When analyzing the GNAT data with the Trip Model, the model fit the data both in the counter-stereotype condition, G2(4) = 6.63, p = .16, and in the pro-stereotype condition, G2(4) = 9.12, p = .06. The Trip Model's parameter estimates for the two groups are displayed in Figure 5. As predicted, the AC parameters reflecting the flower–positive association (AC1) and the insect–negative association (AC2) were smaller in the counter-stereotype condition than in the pro-stereotype condition. This difference in the AC parameters was statistically significant, ΔG2(2) = 13.51, p = .001. Replicating Experiment 1, G parameter estimates were significantly larger than 0.50, ΔG2(2) = 121.32, p < .001, but did not differ between the two experimental conditions, ΔG2(1) = 1.57, p = .21. Thus, as expected, the scenario manipulation did not affect the G parameter. In contrast, there was a numerically small but statistically significant scenario effect on the D parameter, ΔG2(1) = 13.38, p < .001, indicating smaller discrimination ability in the counter-stereotype condition. This finding confirms our conjecture that cognitive capacity in the counter-stereotype group might be reduced. In contrast to participants in the pro-stereotype condition, participants in the counter-stereotype condition might be more distracted when performing the GNAT because they are forced to keep new associations in mind that contradict their intrinsic automatic associations.
The GNAT data were also analyzed with the generalized Quad Model of Gonsalkorale, von Hippel, et al. (2009). However, this model clearly failed to fit the data in both conditions (pro-stereotype condition: G2(8) = 58.71, p < .001; counter-stereotype condition: G2(8) = 43.56, p < .001). Therefore, parameter estimates of the Quad Model are not reported.
Experiment 2 successfully replicated the major findings of Experiment 1. The Trip Model fit the GNAT data in both experimental conditions whereas the generalized Quad Model did not fit the data in either condition. Furthermore, by using short scenarios influencing the accessibility of stereotypical associations, we successfully tested the validity of the Trip Model's AC parameter. After reading a counter-stereotypical scenario, the AC parameters of the Trip Model were significantly reduced compared to a pro-stereotypical scenario. Thus, the Trip Model's AC parameter indeed reflects cognitive associations.

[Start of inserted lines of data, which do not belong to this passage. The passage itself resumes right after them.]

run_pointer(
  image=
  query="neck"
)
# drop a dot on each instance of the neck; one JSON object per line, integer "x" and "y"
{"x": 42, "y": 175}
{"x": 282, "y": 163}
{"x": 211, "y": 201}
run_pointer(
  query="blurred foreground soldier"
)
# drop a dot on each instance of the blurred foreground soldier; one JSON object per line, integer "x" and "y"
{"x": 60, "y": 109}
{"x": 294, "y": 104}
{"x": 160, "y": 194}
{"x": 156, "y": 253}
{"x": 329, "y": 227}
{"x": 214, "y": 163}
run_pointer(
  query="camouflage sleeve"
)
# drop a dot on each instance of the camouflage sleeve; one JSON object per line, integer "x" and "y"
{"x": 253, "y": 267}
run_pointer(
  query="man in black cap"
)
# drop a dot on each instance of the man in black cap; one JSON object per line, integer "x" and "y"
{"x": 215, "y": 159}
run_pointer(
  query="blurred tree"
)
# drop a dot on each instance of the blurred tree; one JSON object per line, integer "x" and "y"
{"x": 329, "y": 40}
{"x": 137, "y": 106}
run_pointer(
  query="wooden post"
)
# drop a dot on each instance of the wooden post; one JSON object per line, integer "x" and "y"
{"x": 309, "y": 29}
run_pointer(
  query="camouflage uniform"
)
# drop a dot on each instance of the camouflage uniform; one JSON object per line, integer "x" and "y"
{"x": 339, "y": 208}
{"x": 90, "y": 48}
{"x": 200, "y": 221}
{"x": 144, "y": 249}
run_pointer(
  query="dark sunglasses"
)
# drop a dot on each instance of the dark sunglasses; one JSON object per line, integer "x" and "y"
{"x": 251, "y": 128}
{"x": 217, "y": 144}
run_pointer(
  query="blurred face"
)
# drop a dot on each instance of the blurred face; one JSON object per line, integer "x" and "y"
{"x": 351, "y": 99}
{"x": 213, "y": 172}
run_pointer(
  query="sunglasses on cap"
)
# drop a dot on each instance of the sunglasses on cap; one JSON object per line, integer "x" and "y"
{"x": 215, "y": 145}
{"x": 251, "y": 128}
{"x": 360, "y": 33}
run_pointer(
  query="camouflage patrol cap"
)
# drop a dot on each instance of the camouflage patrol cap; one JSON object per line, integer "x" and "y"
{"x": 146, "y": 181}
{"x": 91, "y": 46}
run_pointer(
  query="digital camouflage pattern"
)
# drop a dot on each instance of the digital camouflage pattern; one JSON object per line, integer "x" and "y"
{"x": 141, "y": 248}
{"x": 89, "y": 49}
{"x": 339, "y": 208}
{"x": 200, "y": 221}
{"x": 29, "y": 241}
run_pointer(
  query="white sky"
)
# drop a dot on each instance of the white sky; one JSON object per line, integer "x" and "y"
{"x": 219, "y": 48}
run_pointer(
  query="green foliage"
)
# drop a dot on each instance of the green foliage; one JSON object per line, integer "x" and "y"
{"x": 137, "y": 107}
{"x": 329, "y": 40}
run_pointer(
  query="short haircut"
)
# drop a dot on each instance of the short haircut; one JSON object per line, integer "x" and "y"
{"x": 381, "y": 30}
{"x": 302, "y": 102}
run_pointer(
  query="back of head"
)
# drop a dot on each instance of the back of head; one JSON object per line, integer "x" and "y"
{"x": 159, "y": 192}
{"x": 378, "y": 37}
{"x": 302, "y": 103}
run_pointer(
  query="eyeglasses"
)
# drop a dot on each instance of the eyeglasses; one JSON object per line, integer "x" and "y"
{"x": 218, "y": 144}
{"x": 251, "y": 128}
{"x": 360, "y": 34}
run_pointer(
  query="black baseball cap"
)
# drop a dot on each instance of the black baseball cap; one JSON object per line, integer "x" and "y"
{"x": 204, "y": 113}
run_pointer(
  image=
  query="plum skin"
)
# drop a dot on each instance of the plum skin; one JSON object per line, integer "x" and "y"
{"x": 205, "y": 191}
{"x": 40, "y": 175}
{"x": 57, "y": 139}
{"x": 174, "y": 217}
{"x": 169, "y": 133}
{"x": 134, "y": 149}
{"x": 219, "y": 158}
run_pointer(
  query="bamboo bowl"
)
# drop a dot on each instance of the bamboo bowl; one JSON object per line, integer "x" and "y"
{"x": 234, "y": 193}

The primary goal of Experiment 3 was to complete the series of validation studies by testing the construct validity of the Trip Model's G and D parameters. Because the G parameter is supposed to reflect response biases toward pressing the go key, we manipulated response bias by implementing GNATs with different base rates of go and no-go stimuli. We expected that G would exceed 0.50 and fall below 0.50 for high and low proportions of go-stimuli, respectively. Moreover, in order to assess the validity of the D parameter, which is supposed to reflect a controlled discrimination process, we implemented GNATs with different response deadlines. We predicted that shorter response deadlines impair discriminability and thus should result in smaller D parameter estimates. Because associations should not be affected by design features of the GNAT, such as base rates and response deadlines, we expected that the AC parameters would not differ between the different response bias and response deadline conditions.
Forty-two University of Mannheim psychology undergraduates participated in the experiment. One participant had to be excluded from the analysis because of an extremely high error rate (75%) in one GNAT block. The age of the remaining 41 participants ranged from 19 to 47 years (M = 23.54, SD = 5.98). Nine participants were males, 32 were females.

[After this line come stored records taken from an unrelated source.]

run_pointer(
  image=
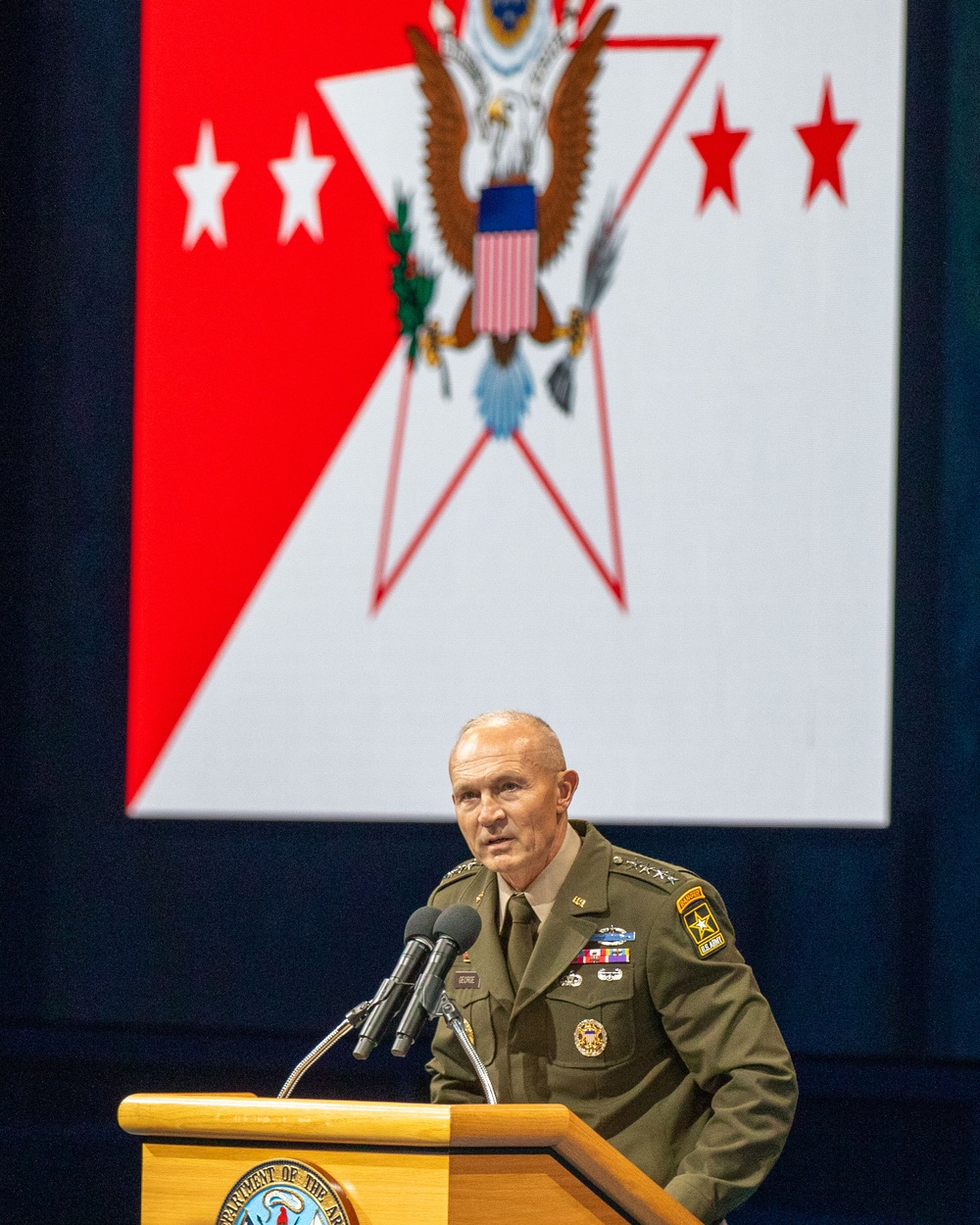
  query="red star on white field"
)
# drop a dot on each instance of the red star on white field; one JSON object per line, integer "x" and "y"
{"x": 824, "y": 142}
{"x": 718, "y": 150}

GNAT stimuli were the same as used in Experiments 1 and 2.
The ratio of go to no-go stimuli was manipulated between participants. Half of the participants processed 75% go and 25% no-go stimuli. This ratio was inverted for the other half of the participants. Each participant performed four GNATs, the first two with a response deadline of 700 milliseconds and the other two with a response deadline of 900 milliseconds, or vice versa. Thus, response deadline was a within-subject factor, with the order of deadlines (700 milliseconds vs. 900 milliseconds deadline first) counter-balanced across participants. Two of the four GNATs assessed flower–positive associations, whereas the other two assessed insect–negative associations. Flower and Insect GNATs were presented in an alternating order. In doing so, the sequence of the different GNATs (Flower GNAT first vs. Insect GNAT first) was also counter-balanced across participants. Participants were randomly assigned to the experimental groups.

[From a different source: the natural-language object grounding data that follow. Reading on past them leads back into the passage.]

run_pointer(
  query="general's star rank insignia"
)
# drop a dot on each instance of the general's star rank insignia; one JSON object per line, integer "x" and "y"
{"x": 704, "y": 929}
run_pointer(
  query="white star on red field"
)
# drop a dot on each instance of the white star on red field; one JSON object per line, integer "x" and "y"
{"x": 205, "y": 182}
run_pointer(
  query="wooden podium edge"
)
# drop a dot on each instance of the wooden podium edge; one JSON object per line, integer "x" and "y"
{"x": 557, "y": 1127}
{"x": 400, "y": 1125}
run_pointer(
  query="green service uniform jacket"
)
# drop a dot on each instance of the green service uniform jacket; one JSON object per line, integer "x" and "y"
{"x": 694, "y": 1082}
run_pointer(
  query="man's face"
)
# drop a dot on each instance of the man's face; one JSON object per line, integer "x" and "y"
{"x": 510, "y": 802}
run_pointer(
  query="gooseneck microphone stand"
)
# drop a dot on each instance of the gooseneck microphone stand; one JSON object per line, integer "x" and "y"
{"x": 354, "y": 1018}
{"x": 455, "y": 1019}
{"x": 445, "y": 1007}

Up to four persons simultaneously performed the tasks in experimental cubicles on standard PCs. Again, the first three blocks were warm-up blocks. Response deadlines of these warm-up blocks matched the one of the first actual GNAT.
Subsequently, participants completed four GNATs, that is, one GNAT for each combination of target concept (flower vs. insect) and response deadline (700 milliseconds vs. 900 milliseconds). Each GNAT consisted of five blocks: A target discrimination block (20 trials), an attribute discrimination block (20 trials), a compatible combined block (40 trials), a reversed attribute discrimination block (20 trials), and an incompatible combined block (40 trials). The order of the compatible and the incompatible blocks was randomized.
The settings for the single blocks and response trials were identical to Experiments 1 and 2, except for the response deadlines (700 milliseconds for one half of the GNATs and 900 milliseconds for the other half of the GNATs) and the proportions of go stimuli (75% vs. 25% for the two groups).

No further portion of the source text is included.